One thing everyone can agree on is that the current Government REALLY wants to reduce the overall deficit. They government cannot do this by increasing Income Tax, VAT or National Insurance, but what they can do is reform the tax legislation or rules to make up the shortfall imposed by “frozen rates”.
Tomorrow we will deliver our full Budget summary, but in the meantime enclosed are the prominent changes from today’s historic Budget:-
Corporation tax rates: Corporation tax rate will reduce from 20% to 19% in 2017 and 18% in 2020.
Corporation tax payment dates – The government will introduce new payment dates for companies with annual taxable profits of £20 million or more. Where a company is a member of a group, the £20 million threshold will be divided by the number of companies in the group.

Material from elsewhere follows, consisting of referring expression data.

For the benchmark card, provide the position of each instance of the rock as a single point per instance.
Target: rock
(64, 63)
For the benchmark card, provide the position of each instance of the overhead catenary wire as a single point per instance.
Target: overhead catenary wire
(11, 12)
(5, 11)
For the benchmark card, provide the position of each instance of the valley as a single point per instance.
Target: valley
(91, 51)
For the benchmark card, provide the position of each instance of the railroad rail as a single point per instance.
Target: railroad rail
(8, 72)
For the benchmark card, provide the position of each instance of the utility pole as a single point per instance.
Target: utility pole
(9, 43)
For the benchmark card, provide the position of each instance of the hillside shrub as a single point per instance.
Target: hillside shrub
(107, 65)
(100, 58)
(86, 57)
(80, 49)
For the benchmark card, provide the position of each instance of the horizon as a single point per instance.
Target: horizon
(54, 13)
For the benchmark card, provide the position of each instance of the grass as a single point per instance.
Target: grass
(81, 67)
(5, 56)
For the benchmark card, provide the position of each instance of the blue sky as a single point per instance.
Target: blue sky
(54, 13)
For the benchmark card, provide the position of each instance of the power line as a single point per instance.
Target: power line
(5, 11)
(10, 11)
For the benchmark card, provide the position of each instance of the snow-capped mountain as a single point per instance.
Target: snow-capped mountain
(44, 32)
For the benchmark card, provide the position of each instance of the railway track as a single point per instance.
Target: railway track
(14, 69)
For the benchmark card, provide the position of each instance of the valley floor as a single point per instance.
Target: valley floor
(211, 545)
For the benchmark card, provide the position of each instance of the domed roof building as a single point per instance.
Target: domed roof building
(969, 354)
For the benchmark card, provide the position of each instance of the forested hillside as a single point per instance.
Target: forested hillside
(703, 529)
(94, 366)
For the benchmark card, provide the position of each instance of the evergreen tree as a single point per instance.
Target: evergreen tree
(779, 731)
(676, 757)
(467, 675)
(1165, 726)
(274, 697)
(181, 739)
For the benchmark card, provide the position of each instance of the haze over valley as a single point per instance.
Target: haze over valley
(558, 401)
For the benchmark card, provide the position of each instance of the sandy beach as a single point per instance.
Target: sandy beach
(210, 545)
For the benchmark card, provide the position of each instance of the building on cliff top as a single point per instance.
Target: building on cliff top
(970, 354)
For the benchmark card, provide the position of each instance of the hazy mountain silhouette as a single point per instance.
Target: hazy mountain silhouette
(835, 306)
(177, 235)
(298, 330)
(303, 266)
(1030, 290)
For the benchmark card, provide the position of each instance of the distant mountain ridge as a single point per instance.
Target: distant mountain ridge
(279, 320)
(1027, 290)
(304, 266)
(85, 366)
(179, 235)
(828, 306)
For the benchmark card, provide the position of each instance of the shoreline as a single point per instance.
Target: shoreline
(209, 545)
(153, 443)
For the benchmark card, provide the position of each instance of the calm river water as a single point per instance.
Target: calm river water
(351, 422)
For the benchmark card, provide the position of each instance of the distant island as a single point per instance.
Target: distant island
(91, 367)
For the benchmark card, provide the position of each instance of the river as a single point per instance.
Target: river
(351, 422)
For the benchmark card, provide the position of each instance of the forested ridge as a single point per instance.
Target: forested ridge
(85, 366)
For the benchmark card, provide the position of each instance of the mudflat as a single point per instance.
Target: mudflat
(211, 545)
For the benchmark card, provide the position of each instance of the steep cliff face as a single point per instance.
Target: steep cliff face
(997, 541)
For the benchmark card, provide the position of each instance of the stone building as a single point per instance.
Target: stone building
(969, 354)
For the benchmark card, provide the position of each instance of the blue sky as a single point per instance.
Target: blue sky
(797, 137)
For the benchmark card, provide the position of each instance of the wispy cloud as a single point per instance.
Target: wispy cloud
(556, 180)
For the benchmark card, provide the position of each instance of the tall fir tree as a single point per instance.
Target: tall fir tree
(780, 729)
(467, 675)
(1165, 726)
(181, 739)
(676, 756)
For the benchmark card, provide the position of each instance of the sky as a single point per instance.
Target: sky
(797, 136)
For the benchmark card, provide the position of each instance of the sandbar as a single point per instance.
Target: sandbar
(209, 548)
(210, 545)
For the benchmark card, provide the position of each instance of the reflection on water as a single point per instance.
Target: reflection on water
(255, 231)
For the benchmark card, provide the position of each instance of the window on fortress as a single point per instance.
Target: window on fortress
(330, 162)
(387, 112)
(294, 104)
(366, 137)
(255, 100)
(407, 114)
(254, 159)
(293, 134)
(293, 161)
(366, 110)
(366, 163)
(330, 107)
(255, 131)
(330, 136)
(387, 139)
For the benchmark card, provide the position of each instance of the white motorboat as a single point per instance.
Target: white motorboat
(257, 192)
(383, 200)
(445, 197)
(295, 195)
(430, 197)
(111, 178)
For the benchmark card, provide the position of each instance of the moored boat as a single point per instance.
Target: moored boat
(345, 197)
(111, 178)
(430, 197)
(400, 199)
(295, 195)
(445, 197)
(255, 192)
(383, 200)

Affected companies will be required to pay corporation tax in quarterly instalments in the third, sixth, ninth and twelfth months of their accounting period. The measure will apply to accounting periods starting on or after 1 April 2017. The government will publish legislation in draft in the autumn.
Capital allowances: Annual Investment Allowance (AIA) will increase from £25,000 to £200,000 for all qualifying investment in plant and machinery made on or after 1 January 2016 Permanently.
Restriction of corporation tax relief for business goodwill amortisation – The government will restrict the corporation tax relief a company may obtain for the cost of ‘goodwill’ (the reputation and customer relationships associated with a business). This will affect all acquisitions and disposals on or after 8 July 2015.
Rent-a-Room relief: The government will increase the level of Rent-a-Room relief from £4,250 to £7,500 from April 2016.
NI Employment Allowance: Increased by £1,000 from £2,000 to £3,000. This will come into effect from April 2016.
Restricting finance cost relief for landlords: The government will restrict the relief on finance costs that individual landlords of residential property can get to the basic rate of tax. The restriction will be phased in over 4 years, starting from April 2017.
Personal allowance increase: The government will increase the income tax personal allowance from £10,600 in 2015-16 to £11,000 in 2016- 17. It will increase to £11,200 from 2017-18.
Higher rate threshold increase: The government will increase the higher rate threshold from £42,385 in 2015-16 to £43,000 in 2016-17 and to £43,600 in 2017-18. The NICs Upper Earnings Limit will also increase to remain aligned with the higher rate threshold.
Dividend taxation: The government will remove the Dividend Tax Credit from April 2016 and introduce a new Dividend Tax Allowance of £5,000 a year. The new rates of tax on dividend income above the allowance will be
7.5% for basic rate taxpayers,
32.5% for higher rate taxpayers
38.1% for additional rate taxpayers
Note: all information has been taken from the guidance notes from hmrc.gov.uk.